By creating a helper function to apply random geometric transformations directly to the 28-dim pose vector, we were able to augment our dataset without necessitating costly pose estimation runs on more images. This observation helped us to quickly take our training set from a couple thousand vectors to tens of thousands by randomly applying small rotations, flips, translations to a sample vector.

Then we were able to quickly demonstrate our approach by training a gradient boosting machine. It didn't take much parameter tweaking before we were able to evaluate our pose estimation model in a test run.

yoga poses

It was natural to consider how we might use pose estimates over time to get a more robust view of a figures position in the photo. Having built a reasonable pose classifier, this also begs the question how we might generalize our work to classifying motion.

Our first idea here was to concatenate the pose vectors from 2 or 3 successive time steps and try to train the tree to recognize a motion. To keep things simple, we start by framing a desire to differentiate between standing, squatting, and forward bends (deadlift). These categories were chosen to test both static and dynamic maneuvers. Squats and Deadlifts live on similar planes-of-motion and are leg-dominant moves though activating opposing muscle groups.

We found a couple youtube videos of high repetition moves performed by fitness athletes filmed from a perspective similar to the design of our smart mirror. We split the videos using ffmpeg and ran pose esimtation to get our pose vector representation of each frame after some minor edits to cut out irrelevant video segments.

Our gradient boosting machine model seemed to lack the capacity to perform reasonably.
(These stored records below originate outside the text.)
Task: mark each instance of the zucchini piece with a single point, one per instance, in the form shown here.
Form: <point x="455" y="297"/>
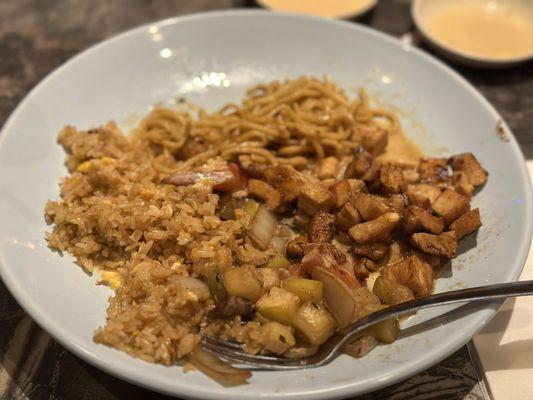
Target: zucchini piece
<point x="241" y="282"/>
<point x="391" y="292"/>
<point x="278" y="305"/>
<point x="305" y="289"/>
<point x="277" y="338"/>
<point x="278" y="261"/>
<point x="313" y="323"/>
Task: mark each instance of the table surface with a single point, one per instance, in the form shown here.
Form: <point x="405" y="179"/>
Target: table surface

We decided to apply LSTMs to our sequence of pose vectors arranged in 28xd blocks, sweeping d in {2, 3, 5}. After some experiementation, we determined that 2 LSTM blocks followed by 2 fully connected layers on a 28x5 input sequence yielded a reasonable model.

Now we have basic motion classification!

motion classifier

We expect a big improvement can come from an associated wearable to track heart rates and motion. This would introduce some orthogonal information for vision-based motion and pose classification.

A big goal for YogAI is to direct a yoga workout while offering corrective posture advice. Now we have a viable approach to the fundamental problem of posture evaluation/classification. We might start to ask questions like: can we adapt/control the workout to target a heart range adjusting for skill level, or optimizing for user satisfaction?

Before all that, we need to work on the interface. Since we have a smart mirror, we will display info visuallly but we don't want a yogi to break from position to change the flow. That is why we use snips.ai to implement VUI on-device.

We use snips to send messages with MQTT. After filling out sample intents, we download the package for our voice assistant. To help YogAI guide a yoga session orally, we use flite.

At this point, we are ready to demo YogAI. See us at the NotImpossible Awards Pitch in San Franscisco Feb 27, 2019.

Future of YogAI

In the future, we want to gather more data by expanding the use cases around other fitness & wellness applications. We want to explore optimizations like training a single end-to-end classifier or distilling this model into a very small multi-layer perceptron that can be run on cheap microcontrollers.

We want to explore new product features with more refined corrective advice. Recent work on related models like bodypix may help us retain more information from the input image. We want to investigate embedding person-segmented images with unsupervised learning. Perhaps by simplifying the input, we can apply variational autoencoders to learn a pose manifold modeled by a 2-dim latent space. By learning the distribution of pose images over many samples, we might discover a projection onto a latent space representing various pose pathologies that can inform our YogAI agent e.g. 'try tilting your head forward'.

We would ultimately like to implement federated learning to keep data and inference on device while leveraging the information learned by other devices.